Early during the child’s stay in hospital, blood will be collected from members of the family to determine the tissue type of each of member. If a family member is found to have an identical, tissue type to the affected baby, they will be selected to be the bone marrow donor.
If there is no suitable family donor an unrelated donor will be sought from the world-wide donor panels. Donating bone marrow involves having a general anaesthetic but it is a relatively minor procedure, involving minimal risk to the donor.
Before the BMT can be arranged the donor will meet members of the transplant team who will ensure that they have ample opportunity to see the BMT unit, discuss worries and to ask questions.
The BMT will usually be carried out in a room on the BMT unit and the donor will be admitted a few days before the chemotherapy drugs are given.
It is usually necessary for the affected child to have chemotherapy drugs to prepare the body to receive a new immune system.
Chemotherapy is given to reduce the chance of rejection of the new bone marrow by the child’s own immune cells.
If a perfectly matched bone marrow donor has been found within the immediate family then chemotherapy is not always necessary. However, in all other circumstances chemotherapy is required.
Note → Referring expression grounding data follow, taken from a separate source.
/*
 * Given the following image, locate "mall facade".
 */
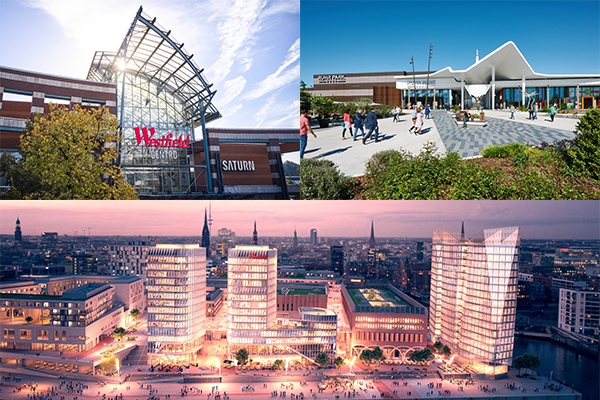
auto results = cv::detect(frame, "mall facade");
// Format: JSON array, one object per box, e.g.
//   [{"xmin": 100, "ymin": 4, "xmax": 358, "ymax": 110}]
[
  {"xmin": 0, "ymin": 6, "xmax": 297, "ymax": 199},
  {"xmin": 307, "ymin": 42, "xmax": 600, "ymax": 110},
  {"xmin": 429, "ymin": 225, "xmax": 520, "ymax": 379}
]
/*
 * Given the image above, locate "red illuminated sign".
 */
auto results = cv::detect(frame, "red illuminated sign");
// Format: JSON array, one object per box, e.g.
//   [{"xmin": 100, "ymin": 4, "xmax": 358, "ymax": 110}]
[
  {"xmin": 248, "ymin": 251, "xmax": 268, "ymax": 260},
  {"xmin": 134, "ymin": 127, "xmax": 190, "ymax": 148}
]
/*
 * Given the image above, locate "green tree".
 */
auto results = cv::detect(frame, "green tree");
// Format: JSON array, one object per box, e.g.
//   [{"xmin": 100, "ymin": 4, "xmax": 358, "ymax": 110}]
[
  {"xmin": 441, "ymin": 345, "xmax": 451, "ymax": 357},
  {"xmin": 433, "ymin": 341, "xmax": 444, "ymax": 353},
  {"xmin": 334, "ymin": 356, "xmax": 344, "ymax": 369},
  {"xmin": 359, "ymin": 349, "xmax": 373, "ymax": 365},
  {"xmin": 300, "ymin": 159, "xmax": 351, "ymax": 200},
  {"xmin": 521, "ymin": 353, "xmax": 541, "ymax": 376},
  {"xmin": 111, "ymin": 327, "xmax": 127, "ymax": 342},
  {"xmin": 512, "ymin": 355, "xmax": 526, "ymax": 376},
  {"xmin": 235, "ymin": 348, "xmax": 249, "ymax": 366},
  {"xmin": 567, "ymin": 108, "xmax": 600, "ymax": 179},
  {"xmin": 272, "ymin": 359, "xmax": 284, "ymax": 370},
  {"xmin": 367, "ymin": 293, "xmax": 377, "ymax": 301},
  {"xmin": 409, "ymin": 348, "xmax": 434, "ymax": 362},
  {"xmin": 130, "ymin": 309, "xmax": 141, "ymax": 320},
  {"xmin": 0, "ymin": 104, "xmax": 137, "ymax": 199},
  {"xmin": 315, "ymin": 352, "xmax": 330, "ymax": 368},
  {"xmin": 25, "ymin": 316, "xmax": 33, "ymax": 324},
  {"xmin": 371, "ymin": 346, "xmax": 385, "ymax": 366},
  {"xmin": 311, "ymin": 95, "xmax": 337, "ymax": 118},
  {"xmin": 99, "ymin": 355, "xmax": 118, "ymax": 374}
]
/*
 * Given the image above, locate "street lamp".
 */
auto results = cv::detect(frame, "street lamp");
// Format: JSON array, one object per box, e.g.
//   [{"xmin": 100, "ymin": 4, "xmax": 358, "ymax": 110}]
[
  {"xmin": 409, "ymin": 56, "xmax": 416, "ymax": 108},
  {"xmin": 425, "ymin": 43, "xmax": 434, "ymax": 111}
]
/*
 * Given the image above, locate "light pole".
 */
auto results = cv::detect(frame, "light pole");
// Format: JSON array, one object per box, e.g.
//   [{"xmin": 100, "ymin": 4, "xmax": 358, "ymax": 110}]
[
  {"xmin": 425, "ymin": 43, "xmax": 434, "ymax": 112},
  {"xmin": 409, "ymin": 56, "xmax": 416, "ymax": 108}
]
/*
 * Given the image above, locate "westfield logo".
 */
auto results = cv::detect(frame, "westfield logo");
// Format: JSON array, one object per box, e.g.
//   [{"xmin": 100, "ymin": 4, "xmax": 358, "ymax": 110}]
[{"xmin": 133, "ymin": 127, "xmax": 190, "ymax": 148}]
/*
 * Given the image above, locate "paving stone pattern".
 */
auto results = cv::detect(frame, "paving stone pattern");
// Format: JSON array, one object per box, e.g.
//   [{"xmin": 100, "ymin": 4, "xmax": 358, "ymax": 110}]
[{"xmin": 431, "ymin": 110, "xmax": 575, "ymax": 158}]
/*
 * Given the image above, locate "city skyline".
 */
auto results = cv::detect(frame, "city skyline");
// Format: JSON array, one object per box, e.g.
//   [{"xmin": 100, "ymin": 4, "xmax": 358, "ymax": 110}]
[{"xmin": 1, "ymin": 200, "xmax": 598, "ymax": 240}]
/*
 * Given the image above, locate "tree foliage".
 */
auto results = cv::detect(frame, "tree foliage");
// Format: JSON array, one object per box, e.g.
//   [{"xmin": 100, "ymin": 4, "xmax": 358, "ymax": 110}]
[
  {"xmin": 300, "ymin": 159, "xmax": 352, "ymax": 200},
  {"xmin": 513, "ymin": 353, "xmax": 541, "ymax": 376},
  {"xmin": 111, "ymin": 327, "xmax": 127, "ymax": 342},
  {"xmin": 334, "ymin": 356, "xmax": 344, "ymax": 369},
  {"xmin": 272, "ymin": 359, "xmax": 284, "ymax": 370},
  {"xmin": 25, "ymin": 316, "xmax": 33, "ymax": 324},
  {"xmin": 433, "ymin": 341, "xmax": 444, "ymax": 353},
  {"xmin": 0, "ymin": 104, "xmax": 137, "ymax": 199},
  {"xmin": 235, "ymin": 348, "xmax": 249, "ymax": 366},
  {"xmin": 360, "ymin": 346, "xmax": 385, "ymax": 366},
  {"xmin": 566, "ymin": 108, "xmax": 600, "ymax": 180},
  {"xmin": 408, "ymin": 348, "xmax": 434, "ymax": 362},
  {"xmin": 315, "ymin": 352, "xmax": 330, "ymax": 368},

Not all children will receive exactly the same drug combinations. There are a number of side effects related to chemotherapy.
Now, more than ever, developments and improvements are being made that are transforming life for children with SCID.
Better diagnostic techniques and genetic technology, better treatments and better medications enable children with SCID to proceed through bone marrow transplant safely. The future too holds some exciting developments.
Gene therapy is currently undergoing clinical trials in selected patients and has been successful in correcting or ‘curing’ a small number of children affected by X-linked SCID.
Gene therapy aims to correct the underlying genetic abnormality causing SCID. For the child, gene therapy is a relatively straightforward procedure and if successful would offer a cure.
The process being tested involves taking stem cells from an affected child's blood or bone marrow and then, under laboratory conditions, manipulating and correcting these cells using complex gene technology.
Once corrected the cells are returned a few days later by transfusion into the child. As in a bone marrow transplant, these new stem cells find their way to the bone marrow where they start to produce healthy immune cells.
This is known as somatic gene therapy - altered genetic material is only present in the child's own immune cells and cannot be passed on to offspring.
People worry about the idea of gene therapy because of the possibilities of eugenics (generating an improved population through selection of its best characteristics for breeding). Manipulating genes that can be passed on to offspring is known as germ line gene therapy and is not permitted by law.
If there is a family history of SCID, it may be possible to offer genetic counselling and pre-natal diagnosis for future pregnancies.